The new act, “District of Columbia Official Code Title 29 (Business Organizations) Enactment Act of 2009” (Bill 18-0500), consists of 12 chapters, ten of which are based uniform or model acts, that attempt to incorporate best practices in entity laws. Updated chapters include: Chapter 1 (General Provisions); Chapter 2 (Entity Transactions); Chapter 3 (Business Corporations); Chapter 4 (Nonprofit Corporations); Chapter 6 (General Partnerships); Chapter 7 (Limited Partnerships); Chapter 8 (Limited Liability Companies); Chapter 10 (Limited Cooperative Associations); Chapter 11 (Unincorporated Nonprofit Associations); and Chapter 12 (Statutory Trusts).

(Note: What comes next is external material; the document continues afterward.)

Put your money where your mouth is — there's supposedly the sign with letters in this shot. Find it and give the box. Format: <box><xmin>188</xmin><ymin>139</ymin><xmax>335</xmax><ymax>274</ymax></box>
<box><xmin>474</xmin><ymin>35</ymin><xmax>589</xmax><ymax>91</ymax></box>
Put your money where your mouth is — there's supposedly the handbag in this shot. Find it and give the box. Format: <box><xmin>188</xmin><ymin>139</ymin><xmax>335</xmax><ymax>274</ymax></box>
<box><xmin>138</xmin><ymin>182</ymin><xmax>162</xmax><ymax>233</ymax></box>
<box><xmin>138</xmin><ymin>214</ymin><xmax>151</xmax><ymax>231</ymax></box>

The new act proposes numerous improvements, including:
- Broader authorization and flexibility for all business entities to conduct mergers, conversions, interest exchanges, and domestications;
- Provisions covering such topics as implementing standards of conduct for directors and officers, more clearly describing the role and responsibilities of directors, the functions of officers, conflict of interest transactions by directors, and other corporate governance issues;
- Extensive changes to the laws affecting non-profit entities, specifically charitable corporations and religious nonprofit corporations, and indemnification, limitation of liability, voting, and directors;
- Elimination of liability for a limited partner for the partnership’s debts where a limited partner participates in the management and control of the limited partnership;
- Clear guidance on the extent to which a limited liability company’s operating agreement can modify certain fiduciary duties and authorize exoneration of members and managers from liability for damages arising from breach of certain duties;
- Statutory provisions for the formation of series limited liability companies and for the formation of business trusts; and
- Recognition of the Internet, e-mail and current technology.
Amendments to the new act are expected to be more easily undertaken, as the new act is based on uniform and model acts, which will be easy for the Council of the District of Columbia to keep up to date. This should enable the Council to maintain the code with minimal burden by adopting officially proposed amendments.
The bill is currently in committee hearings, with the next hearing scheduled on February 11, 2010.